Just by counting-up how much luminous matter there is in stars and galaxies, we can only find about half of 1 percent of this critical matter. If we use the predictions of Big Bang cosmology as a guide, the abundance of cosmological hydrogen, helium and deuterium indicates that the universe can not contain more than 10 to 15 percent of the critical density. So, in terms of normal matter ( in protons and neutrons) the universe looks like it is destined to expand forever. But there is now a catch to this.

Physicists have begun to show evidence that neutrinos may have just the slightest amount of mass. Since there are about as many neutrinos in the universe as the photons of light left over from the Big Bang, adding a little bit of mass to each one adds up, cosmologically to a total mass in matter and neutrinos of about 30 percent of the critical density. But there may be more!

For decades astronomers have been weighing clusters of galaxies in space and often find that the luminous matter is only a few percent of the total gravitating mass of some clusters. The amount of 'dark matter' if present in all clusters, would bring the total gravitating mass to about the critical amount and perhaps a tad more, so that the universe would be finite. The jury is still out on all of this, but it is very troubling to know that the universe might be filled by 'dark matter' of which the luminous kind in stars is only 1 percent.

So, we still don't know if the universe is infinite or finite, but we seem to be moving closer to answering this question, possibly in the next 20 or 30 years or so.

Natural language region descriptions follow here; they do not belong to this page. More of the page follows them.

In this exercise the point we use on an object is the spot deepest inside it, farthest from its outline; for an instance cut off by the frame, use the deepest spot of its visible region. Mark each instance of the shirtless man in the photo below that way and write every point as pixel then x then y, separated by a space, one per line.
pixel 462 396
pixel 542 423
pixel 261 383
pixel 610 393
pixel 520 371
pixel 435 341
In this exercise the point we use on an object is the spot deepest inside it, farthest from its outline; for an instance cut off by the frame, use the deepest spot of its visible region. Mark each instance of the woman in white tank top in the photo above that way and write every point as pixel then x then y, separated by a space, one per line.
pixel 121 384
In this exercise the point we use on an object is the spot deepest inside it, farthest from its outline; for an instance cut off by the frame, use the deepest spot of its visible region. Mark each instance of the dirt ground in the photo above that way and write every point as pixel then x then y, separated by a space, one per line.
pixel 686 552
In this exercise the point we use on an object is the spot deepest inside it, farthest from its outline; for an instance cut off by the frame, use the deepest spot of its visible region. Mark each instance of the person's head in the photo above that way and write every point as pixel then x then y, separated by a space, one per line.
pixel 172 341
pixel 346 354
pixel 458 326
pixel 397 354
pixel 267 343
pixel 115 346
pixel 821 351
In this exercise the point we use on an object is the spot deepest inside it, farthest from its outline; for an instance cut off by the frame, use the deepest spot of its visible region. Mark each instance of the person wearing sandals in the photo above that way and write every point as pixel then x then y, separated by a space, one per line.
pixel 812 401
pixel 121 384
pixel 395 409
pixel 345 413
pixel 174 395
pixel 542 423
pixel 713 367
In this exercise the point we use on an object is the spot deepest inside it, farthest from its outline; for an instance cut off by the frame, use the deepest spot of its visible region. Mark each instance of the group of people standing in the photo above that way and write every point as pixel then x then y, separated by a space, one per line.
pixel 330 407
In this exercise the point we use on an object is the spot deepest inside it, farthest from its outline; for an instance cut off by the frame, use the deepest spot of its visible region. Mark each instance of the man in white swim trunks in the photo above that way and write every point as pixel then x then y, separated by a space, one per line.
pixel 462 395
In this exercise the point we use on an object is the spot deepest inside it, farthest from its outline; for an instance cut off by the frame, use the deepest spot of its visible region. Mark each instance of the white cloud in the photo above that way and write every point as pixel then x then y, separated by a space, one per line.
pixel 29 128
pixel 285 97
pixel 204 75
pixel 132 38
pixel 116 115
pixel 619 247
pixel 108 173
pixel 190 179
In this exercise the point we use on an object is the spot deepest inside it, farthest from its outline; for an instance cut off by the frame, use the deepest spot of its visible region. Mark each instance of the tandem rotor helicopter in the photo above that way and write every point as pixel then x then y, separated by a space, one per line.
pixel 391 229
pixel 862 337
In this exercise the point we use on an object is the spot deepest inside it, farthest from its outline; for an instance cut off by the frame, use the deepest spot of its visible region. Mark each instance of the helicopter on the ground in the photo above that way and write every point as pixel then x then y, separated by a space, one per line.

Since 1998, the consensus has moved towards a critical universe with 'Omega = 1" and with 30% in dark matter and 70% in a cosmological constant which is causing accelerated expansion. NASA's MAP mission will settle, once and for all, this debate of open versus closed by measuring all of the necessary cosmological parameters to a precision of better than 5% by 2003.The figure above shows the results of several independent studies that confirm a large cosmological constant ( Omega-Lambda) and a large dark matter component, (Omega-m).